Beijing: Any attempt by China to change the status quo along the Indian border may lead to another Doklam-like stand-off between the two nations, Indian envoy Gautam Bambawale has warned.
The Indian envoy, however, suggested that the best way to prevent such incidents is through candid and frank talks.
Bambawale made these remarks in an interview to the Hong Kong-based South China Morning Post, during which he said that the un-demarcated border between India and China is "the most serious problem between the two countries".
The Indian envoy also pressed upon the need to redefine the boundary soon.
Bambawale said New Delhi will oppose the China-Pakistan Economic Corridor (CPEC) but won't let the difference over Belt and Road become a dispute with Beijing.
He also downplayed the reports of India joining the bloc of the US, Japan and Australia to counter China.
During the interview, Bambawale also confirmed that Prime Minister Narendra Modi will visit China to take part in the SCO summit in June during which there will "definitely" be a bilateral meeting between him and President Xi Jinping.

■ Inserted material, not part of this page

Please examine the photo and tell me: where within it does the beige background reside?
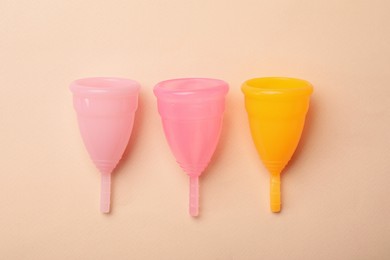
[0,0,390,259]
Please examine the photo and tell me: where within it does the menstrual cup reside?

The Shanghai Cooperation Organisation (SCO), a China-dominated security grouping, is increasingly seen as a counterweight to NATO. The SCO summit is due to be held in the Chinese city of Qingdao from June 9-10.
The remarks from Bambawale came several months after the peaceful resolution of a bitter stand-off at Doklam in the eastern sector of their border last year. The issue was resolved in August, only after souring the bilateral ties.
"In order to maintain the peace and tranquillity (along India-China border), there are certain areas, certain sectors which are very sensitive, where we must not change the status quo. If anyone changes the status quo, it will lead to a situation like what happened in Doklam," Bambawale said in the interview which was published on Saturday.
"The Chinese military changed the status quo in the Doklam area and therefore India reacted to it. Ours was a reaction to the change in the status quo by the Chinese military. When incidents like Doklam happened last year, it meant that we were not frank and candid enough with each other. So we need to increase the level of frankness, '' he said.
On India's concerns about China's Belt and Road project, Bambawale said if the initiative meets the norms of an international programme then New Delhi has no problem.
"One of the norms is that the project should not violate the sovereignty and territorial integrity of a country. Unfortunately, there is this thing called the CPEC which violates India's sovereignty and territory integrity. Therefore, we oppose it."
The CPEC is the flagship project of China's Belt and Road project, a network of roads, ports and sea lanes that aims to connect Asia, Africa and Europe. India opposes it as it cuts through Kashmir held by Pakistan, but claimed by it.
"We might have differences of opinion on Belt and Road, but that we must not allow that difference of opinion to become a dispute," Bambawale said.